There were no major side effects/adverse events/reactions (apart from one patient in each group with self-limiting constipation) in this study. Beerepoot et al. [19] in a randomized double-blind trial of cranberry versus trimethoprim-sulfamethoxazole on 221 patients demonstrated a 48.6 % (53/109 patients—cranberry group) incidence of adverse drug reactions consisting of rash, urticaria, nausea, vomiting, diarrhea, constipation (10 %) vaginal complaints and other adverse drug reactions. Lee et al. [16], Kontiokari et al. [22] and Bailey et al. [23] also did not observe any adverse drug reaction with the use of cranberry; however, Murdo et al. [17, 24] noted some adverse drug reactions which were probably related to trimethoprim and not due to cranberry.

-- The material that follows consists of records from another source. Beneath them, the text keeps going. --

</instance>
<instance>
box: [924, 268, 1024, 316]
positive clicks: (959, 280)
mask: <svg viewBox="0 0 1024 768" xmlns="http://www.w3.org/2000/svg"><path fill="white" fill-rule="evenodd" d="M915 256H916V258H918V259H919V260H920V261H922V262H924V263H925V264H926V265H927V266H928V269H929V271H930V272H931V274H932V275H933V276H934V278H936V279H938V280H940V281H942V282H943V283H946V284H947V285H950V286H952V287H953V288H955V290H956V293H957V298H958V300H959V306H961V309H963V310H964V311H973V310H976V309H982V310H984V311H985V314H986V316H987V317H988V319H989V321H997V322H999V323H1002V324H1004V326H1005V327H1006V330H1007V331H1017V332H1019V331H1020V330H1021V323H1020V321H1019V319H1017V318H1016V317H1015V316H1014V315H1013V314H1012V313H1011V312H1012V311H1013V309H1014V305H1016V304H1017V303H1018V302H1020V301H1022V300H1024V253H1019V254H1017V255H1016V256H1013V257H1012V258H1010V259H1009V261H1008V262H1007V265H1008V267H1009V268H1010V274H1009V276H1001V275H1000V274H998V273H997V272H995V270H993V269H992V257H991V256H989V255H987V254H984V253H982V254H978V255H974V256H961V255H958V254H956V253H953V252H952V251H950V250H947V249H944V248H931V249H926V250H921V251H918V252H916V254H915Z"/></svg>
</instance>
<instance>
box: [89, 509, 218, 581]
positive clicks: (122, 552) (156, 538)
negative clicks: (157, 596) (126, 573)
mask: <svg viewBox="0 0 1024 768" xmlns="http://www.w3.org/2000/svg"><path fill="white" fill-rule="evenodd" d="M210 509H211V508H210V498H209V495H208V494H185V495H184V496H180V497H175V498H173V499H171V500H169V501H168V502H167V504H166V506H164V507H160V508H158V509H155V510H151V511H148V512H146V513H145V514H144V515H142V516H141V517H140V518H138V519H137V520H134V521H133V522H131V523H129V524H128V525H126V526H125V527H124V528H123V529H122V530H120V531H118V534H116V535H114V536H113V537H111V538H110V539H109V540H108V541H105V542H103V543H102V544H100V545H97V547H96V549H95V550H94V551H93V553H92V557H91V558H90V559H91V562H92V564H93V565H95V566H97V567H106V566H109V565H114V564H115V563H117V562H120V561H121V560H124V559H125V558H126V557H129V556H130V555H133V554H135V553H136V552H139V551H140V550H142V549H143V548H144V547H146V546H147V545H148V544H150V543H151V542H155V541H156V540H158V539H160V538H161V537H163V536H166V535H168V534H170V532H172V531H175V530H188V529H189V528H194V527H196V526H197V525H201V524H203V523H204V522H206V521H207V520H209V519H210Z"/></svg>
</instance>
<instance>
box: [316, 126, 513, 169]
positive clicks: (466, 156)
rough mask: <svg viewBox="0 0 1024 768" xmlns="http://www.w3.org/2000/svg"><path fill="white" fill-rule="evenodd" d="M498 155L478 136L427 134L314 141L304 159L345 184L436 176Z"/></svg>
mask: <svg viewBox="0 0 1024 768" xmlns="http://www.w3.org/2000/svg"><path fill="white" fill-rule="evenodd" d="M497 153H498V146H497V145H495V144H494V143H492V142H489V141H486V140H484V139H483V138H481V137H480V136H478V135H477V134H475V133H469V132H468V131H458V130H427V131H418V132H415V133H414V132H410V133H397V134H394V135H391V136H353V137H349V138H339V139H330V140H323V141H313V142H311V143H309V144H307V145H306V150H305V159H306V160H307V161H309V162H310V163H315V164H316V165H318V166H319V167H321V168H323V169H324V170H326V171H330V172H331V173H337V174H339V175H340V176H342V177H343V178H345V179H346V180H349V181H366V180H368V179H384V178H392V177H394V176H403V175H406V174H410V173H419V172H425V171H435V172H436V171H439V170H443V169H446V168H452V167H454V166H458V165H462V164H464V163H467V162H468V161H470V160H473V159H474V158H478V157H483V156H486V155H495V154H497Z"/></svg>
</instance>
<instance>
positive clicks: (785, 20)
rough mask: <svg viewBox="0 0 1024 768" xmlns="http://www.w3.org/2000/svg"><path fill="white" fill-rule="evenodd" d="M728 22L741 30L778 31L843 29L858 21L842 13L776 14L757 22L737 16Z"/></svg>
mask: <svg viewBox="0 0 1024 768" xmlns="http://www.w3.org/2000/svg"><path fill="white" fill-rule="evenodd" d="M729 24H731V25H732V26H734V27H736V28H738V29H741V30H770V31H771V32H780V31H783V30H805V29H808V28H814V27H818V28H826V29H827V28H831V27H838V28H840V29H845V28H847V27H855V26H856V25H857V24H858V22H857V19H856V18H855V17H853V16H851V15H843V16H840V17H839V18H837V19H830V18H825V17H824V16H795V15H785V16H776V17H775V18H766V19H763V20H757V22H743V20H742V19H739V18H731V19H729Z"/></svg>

Limitations of the present study

The 1st author was blinded to the data at the time of analysis, the second author collected relevant patient data and randomized the administered therapy, this blinding was not ideal, and a larger head-to-head trial for a longer duration could have increased the strength of the present study. Randomized comparison with antimicrobials and use of urinary bladder epithelial cell lines were omitted due to protocol limitations. The placebo (lactobacillus) used here may not have been ideal, as some reports [31] suggest that some lactobacilli strains may affect the adherence and growth of uropathogenic bacteria. Though the two patient groups were comparable, it is admitted that these patients were not entirely homogenous due to the coexisting urological disorders. Lifestyle advice measures like personal hygiene and fluid intake which could have partly contributed in amelioration of r-UTI could not be entirely excluded. This study attempted to explore the prophylactic benefit of PAC on those at risk of uncomplicated r-UTI only and not on the actual therapy of UTI due to E. coli. Further, we did not evaluate the effect of PAC-A on UTI due to organisms other than E. coli.

Conclusions

The overall efficacy and tolerability of standardized cranberry extract containing (PAC-A) were superior to placebo in terms of reduced bacterial adhesion; bacterial MRHA negativity; urine pH reduction; and in preventing recurrent UTI (dysuria, bacteriuria and pyuria). Larger randomized controlled trials are needed to elucidate the precise role, exact dose and duration of PAC-A therapy in patients at risk of recurrent UTI. Despite these limitations, the results of the present study appear to suggest a beneficial effect of cranberry when used prophylactically as a food supplement in selected patients with recurrent uncomplicated UTI.